OLAP databases can/are still Relational databases. The difference is that they’r...

chrismorgan · on Sept 20, 2020

I gather that there may be some differences in functionality offered, but that it’s probably not much. So I presume performance is the biggest area of difference. In that regard: how big are the differences in performance for each category’s representative workloads?

legg0myegg0 · on Sept 20, 2020

Before the latest optimization, and only using 1 core, vs. SQLite we were seeing 133x performance on a basic group by or join, and about 4x for a pretty complex query. It was roughly even to Pandas in performance, but it can scale to larger than memory data and now it can use multiple cores! As an example, I could build views from 2 Pandas DataFrames with 2 columns and 1 million rows each, join them, and return the 1 million row dataset back to Pandas in 2 seconds vs. 40 seconds with SQLite/SQLAlchemy... Pretty sweet. DuckDB is going to be even faster now I bet!

jmatthews · on Sept 21, 2020

Have you compared this to dask from a performance standpoint? That is the larger than memory solution we're currently using for analytics.

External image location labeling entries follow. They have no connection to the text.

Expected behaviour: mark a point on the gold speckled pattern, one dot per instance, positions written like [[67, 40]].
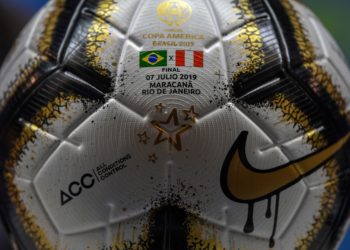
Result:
[[23, 79], [98, 34], [293, 115], [28, 133], [319, 76], [251, 39], [50, 24]]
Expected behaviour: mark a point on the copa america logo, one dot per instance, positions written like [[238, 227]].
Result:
[[174, 12]]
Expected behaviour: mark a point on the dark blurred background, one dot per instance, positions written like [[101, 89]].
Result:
[[14, 14]]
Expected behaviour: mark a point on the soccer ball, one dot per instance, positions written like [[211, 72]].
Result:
[[175, 124]]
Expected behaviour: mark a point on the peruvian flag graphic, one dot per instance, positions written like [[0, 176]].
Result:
[[189, 58]]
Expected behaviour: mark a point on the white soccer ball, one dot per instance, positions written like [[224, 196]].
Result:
[[175, 124]]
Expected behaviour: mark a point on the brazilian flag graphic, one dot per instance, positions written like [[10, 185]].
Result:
[[156, 58]]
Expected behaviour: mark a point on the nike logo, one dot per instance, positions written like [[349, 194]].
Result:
[[241, 182]]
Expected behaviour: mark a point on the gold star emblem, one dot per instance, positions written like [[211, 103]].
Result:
[[191, 114], [160, 107], [143, 137], [170, 131], [153, 158]]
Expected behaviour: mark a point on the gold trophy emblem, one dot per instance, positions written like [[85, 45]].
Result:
[[174, 12]]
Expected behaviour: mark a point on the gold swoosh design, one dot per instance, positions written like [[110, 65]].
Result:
[[241, 182]]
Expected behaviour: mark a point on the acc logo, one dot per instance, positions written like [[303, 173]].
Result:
[[174, 12], [75, 188]]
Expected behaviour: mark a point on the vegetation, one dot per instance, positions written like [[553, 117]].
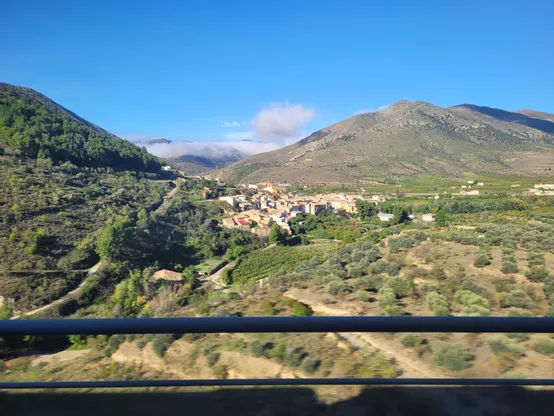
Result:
[[31, 128]]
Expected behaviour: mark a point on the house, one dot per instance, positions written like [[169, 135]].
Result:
[[428, 218], [166, 275], [228, 223], [544, 186], [385, 217], [230, 200]]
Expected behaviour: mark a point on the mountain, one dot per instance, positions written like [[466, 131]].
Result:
[[196, 164], [537, 114], [409, 138], [33, 126]]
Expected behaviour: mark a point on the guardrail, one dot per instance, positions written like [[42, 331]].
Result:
[[277, 324]]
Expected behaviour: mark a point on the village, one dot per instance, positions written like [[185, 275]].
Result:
[[273, 204]]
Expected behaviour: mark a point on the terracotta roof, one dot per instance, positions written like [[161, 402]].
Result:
[[165, 274]]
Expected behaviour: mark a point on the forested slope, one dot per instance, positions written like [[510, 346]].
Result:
[[34, 128]]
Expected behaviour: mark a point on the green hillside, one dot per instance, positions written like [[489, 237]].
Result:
[[35, 127]]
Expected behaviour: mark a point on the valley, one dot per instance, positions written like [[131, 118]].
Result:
[[102, 229]]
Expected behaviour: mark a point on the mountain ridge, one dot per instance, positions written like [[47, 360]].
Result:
[[409, 138]]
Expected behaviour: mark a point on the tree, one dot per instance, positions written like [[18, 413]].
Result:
[[441, 218], [112, 243], [277, 234], [365, 209], [190, 276]]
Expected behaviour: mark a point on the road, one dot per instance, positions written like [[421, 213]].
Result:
[[68, 295], [92, 270]]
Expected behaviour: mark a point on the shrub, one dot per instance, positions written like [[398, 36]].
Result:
[[363, 296], [438, 304], [504, 345], [220, 371], [389, 304], [419, 237], [471, 286], [401, 287], [212, 358], [452, 357], [335, 288], [518, 312], [309, 365], [549, 288], [517, 298], [278, 352], [256, 348], [301, 310], [161, 343], [509, 267], [411, 340], [544, 346], [481, 260], [535, 259], [536, 274], [293, 357]]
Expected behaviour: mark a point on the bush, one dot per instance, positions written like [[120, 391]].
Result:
[[471, 286], [161, 343], [452, 357], [401, 287], [544, 346], [549, 288], [535, 259], [481, 259], [256, 348], [309, 365], [504, 345], [220, 371], [472, 303], [438, 304], [212, 358], [293, 357], [518, 299], [389, 304], [278, 352], [509, 267], [419, 237], [411, 340], [536, 274]]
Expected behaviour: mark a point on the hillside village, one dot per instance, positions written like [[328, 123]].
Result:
[[273, 204]]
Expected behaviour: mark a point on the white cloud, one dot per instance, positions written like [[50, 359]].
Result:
[[281, 123], [232, 123], [179, 148], [239, 135], [371, 110]]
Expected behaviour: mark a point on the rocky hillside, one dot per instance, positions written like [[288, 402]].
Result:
[[410, 138]]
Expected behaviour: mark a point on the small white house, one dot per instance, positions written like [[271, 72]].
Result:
[[385, 217], [428, 218]]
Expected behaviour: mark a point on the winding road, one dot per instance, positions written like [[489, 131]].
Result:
[[93, 269]]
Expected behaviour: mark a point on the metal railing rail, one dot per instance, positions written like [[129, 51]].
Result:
[[277, 325]]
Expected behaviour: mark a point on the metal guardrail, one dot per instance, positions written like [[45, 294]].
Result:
[[277, 324]]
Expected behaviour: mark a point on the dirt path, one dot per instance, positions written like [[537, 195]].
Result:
[[68, 295], [411, 366], [92, 270]]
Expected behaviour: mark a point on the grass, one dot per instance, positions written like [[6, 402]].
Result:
[[211, 265]]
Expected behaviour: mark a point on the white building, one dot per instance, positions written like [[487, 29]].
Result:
[[428, 217], [385, 217]]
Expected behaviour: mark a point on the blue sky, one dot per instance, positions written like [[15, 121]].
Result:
[[179, 69]]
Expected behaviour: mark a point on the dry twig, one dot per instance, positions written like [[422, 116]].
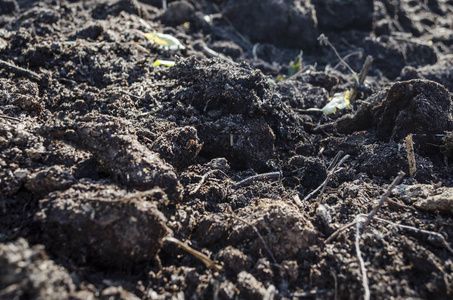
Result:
[[9, 118], [259, 235], [371, 215], [436, 234], [201, 256], [365, 285], [203, 179], [410, 155], [334, 168]]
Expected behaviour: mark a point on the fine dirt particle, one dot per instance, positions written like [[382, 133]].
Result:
[[415, 106], [250, 287], [269, 217], [344, 14], [27, 272], [275, 21]]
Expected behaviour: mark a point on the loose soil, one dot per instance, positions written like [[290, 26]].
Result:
[[107, 158]]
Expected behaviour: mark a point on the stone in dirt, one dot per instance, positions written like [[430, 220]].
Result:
[[103, 224]]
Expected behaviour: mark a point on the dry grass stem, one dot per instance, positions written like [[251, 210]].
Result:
[[410, 155], [206, 260], [334, 168], [260, 237], [20, 70], [264, 176]]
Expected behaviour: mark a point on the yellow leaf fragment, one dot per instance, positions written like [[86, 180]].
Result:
[[164, 40], [167, 63]]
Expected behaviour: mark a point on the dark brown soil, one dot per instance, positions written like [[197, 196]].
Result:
[[106, 157]]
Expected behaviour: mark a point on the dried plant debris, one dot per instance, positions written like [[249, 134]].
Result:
[[166, 149], [428, 197]]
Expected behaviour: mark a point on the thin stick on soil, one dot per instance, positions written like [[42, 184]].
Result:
[[9, 118], [365, 285], [325, 40], [334, 168], [264, 176], [384, 197], [338, 231], [363, 73], [20, 70], [260, 237], [206, 260]]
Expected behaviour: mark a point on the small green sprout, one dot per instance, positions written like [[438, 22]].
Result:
[[163, 40], [161, 62]]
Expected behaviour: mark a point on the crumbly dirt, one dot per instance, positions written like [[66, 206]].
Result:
[[106, 156]]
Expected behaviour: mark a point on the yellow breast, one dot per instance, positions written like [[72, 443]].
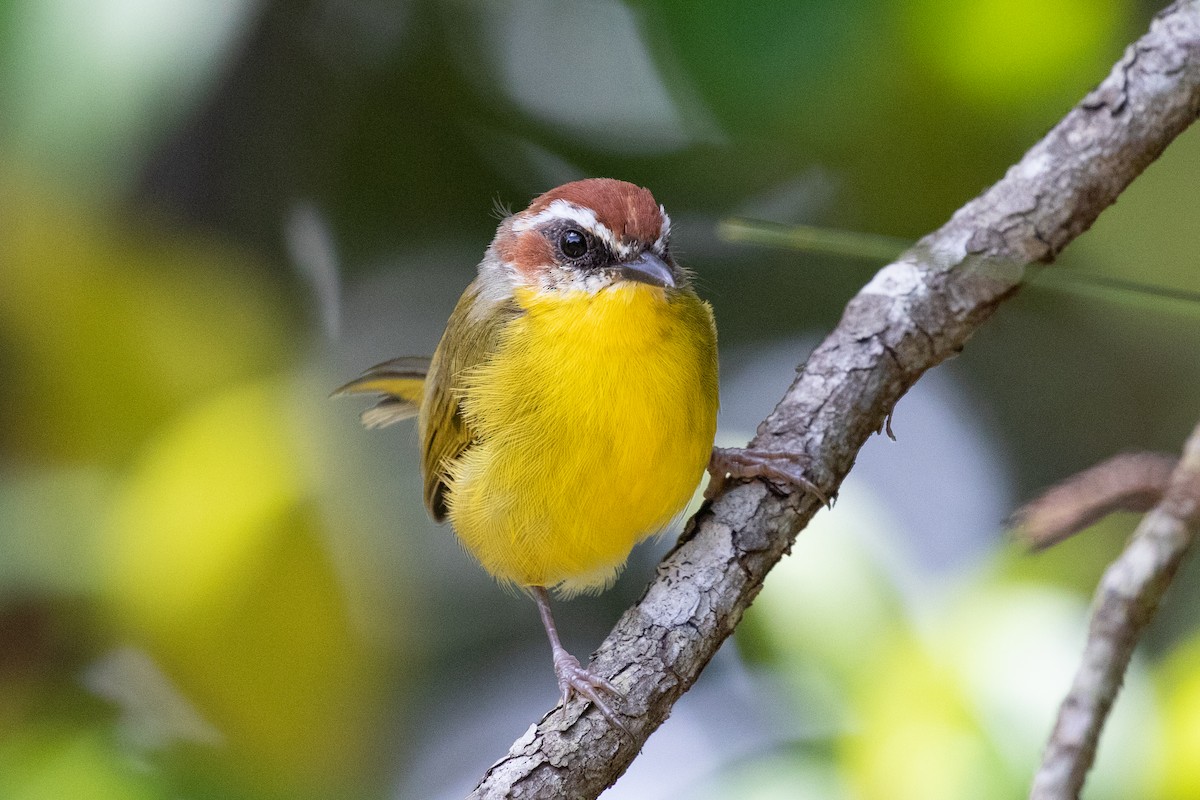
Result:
[[593, 421]]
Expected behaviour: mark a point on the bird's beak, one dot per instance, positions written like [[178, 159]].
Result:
[[649, 269]]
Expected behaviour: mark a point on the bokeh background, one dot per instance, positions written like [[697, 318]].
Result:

chrismorgan · on Sept 20, 2020

How about the other way? When will SQLite perform better than DuckDB?

FridgeSeal · on Sept 20, 2020

If your workload is lots of singular INSERT or UPDATE’s.

greggyb · on Sept 20, 2020

I routinely see order of magnitude or greater improvements moving analytical workloads to compressed, columnstore engines vs rowstore engines.

The shortest useful description I can give of what constitutes an analytical workloads is that it is table-scan-heavy, and often concerned with a small subset of columns in a table.

FridgeSeal · on Sept 21, 2020

To add to the other comment (albeit with different DB’s because I haven’t used DuckDB yet) comparing MSSQL and Clickhouse: similar hardware and same dataset, CH responds in ~30-60ms, MSSQL 300-400+ ms for simpler queries. 90-180ms vs several seconds, up to about 30s for more complex queries.

I could add more indices to MSSQL and do all sorts of query optimisations, but out of the box the OLAP wins hands down for that workload.